To speed up the chop & drop composting process, you can do two things. You can mow over the dropped leaves and fine material without the catcher on. Mowing prevents leaves being blown away, saves raking and puts the fines into the thatch layer (thatch is a loose, intermingled organic layer of dead and living shoots, stems, and roots that develops between the zone of green vegetation and the soil surface. Thatch build up begins when turf produces organic debris faster than it can be broken down). This makes it easier for earthworms and invertebrates such as slaters to consume that rotting leaf matter. As they come up to the surface at night to eat, they aerate and loosen the soil surface and thus maintain a good soil tilth.
Using a chipper or mulcher is another good way to speed up the breakdown of fallen leaves and small branches. The chipped material is excellent for mulching all plants. A word of caution though: if there is a lot of greenery in the chipped material, you might need to sprinkle a handful of blood and bone (bone meal) through your new mulch. This is because newly-composting material can rob the soil of nitrogen for a while, so may have a negative effect on fast-growing food plants.
This is a photo of part of my food forest which I call the ‘New Guinea garden’. At the bottom are two brassicas which I have planted progressively. Behind them is a young capsicum, and you can see a tomato tied to the stake. A sugarloaf cabbage sits next to the the tomato, and a cassava cutting has just been planted to its right. The inset photo is the same garden from a different angle. Mature bananas are visible, along with cassava and paw paw (papaya).

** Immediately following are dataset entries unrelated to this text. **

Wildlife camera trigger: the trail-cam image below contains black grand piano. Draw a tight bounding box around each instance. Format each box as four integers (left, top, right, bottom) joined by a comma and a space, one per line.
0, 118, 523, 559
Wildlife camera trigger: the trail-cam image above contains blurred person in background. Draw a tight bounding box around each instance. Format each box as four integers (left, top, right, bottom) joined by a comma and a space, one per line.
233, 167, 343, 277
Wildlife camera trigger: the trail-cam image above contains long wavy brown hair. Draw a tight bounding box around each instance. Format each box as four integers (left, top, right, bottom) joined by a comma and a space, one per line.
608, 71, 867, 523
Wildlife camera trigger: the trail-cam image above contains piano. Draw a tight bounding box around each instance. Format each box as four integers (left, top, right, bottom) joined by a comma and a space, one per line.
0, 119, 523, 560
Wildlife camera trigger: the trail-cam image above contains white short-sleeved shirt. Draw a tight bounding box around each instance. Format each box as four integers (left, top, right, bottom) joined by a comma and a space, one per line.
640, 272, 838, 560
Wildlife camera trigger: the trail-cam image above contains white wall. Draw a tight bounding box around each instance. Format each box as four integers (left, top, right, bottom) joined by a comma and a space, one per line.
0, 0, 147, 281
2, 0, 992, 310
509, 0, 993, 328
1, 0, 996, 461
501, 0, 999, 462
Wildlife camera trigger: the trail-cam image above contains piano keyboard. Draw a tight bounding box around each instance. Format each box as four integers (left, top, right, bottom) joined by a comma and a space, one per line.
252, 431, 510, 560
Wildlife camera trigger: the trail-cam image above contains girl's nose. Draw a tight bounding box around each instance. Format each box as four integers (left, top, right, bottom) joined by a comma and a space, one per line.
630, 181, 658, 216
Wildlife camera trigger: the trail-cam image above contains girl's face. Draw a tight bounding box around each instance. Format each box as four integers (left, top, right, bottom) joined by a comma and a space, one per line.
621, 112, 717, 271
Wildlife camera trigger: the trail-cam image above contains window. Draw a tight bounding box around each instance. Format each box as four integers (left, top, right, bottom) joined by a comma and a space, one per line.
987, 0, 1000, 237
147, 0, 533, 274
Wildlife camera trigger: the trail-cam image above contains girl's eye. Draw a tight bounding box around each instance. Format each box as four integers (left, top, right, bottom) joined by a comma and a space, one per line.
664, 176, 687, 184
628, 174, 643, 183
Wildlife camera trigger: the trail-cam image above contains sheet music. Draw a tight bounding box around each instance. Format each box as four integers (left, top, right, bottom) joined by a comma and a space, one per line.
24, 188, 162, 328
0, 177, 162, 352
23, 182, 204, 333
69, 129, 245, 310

Living mulch for this garden is provided by nasturtiums, kang kong (an Asian green) and a weed. On top of all that is a 10cm (4″) layer of fresh horse manure. While it’s usually left to age before using, in this instance I was able to apply it fresh because it was collected while raining. Because it’s already moist, it begins to break down immediately into a quality mulch that binds to the soil and the living mulch under it. It is full of microbiome (community of micro-organisms) which explode into life as soon as they are in a dark, moist protected setting such as this garden.
Fertilisers used in this bed are the mulches, vermicompost, lucerne tea, and chicken manure pellets. Phosphate will be dug into the soil annually, a small section at a time. A foliar spray of trace elements is applied as required.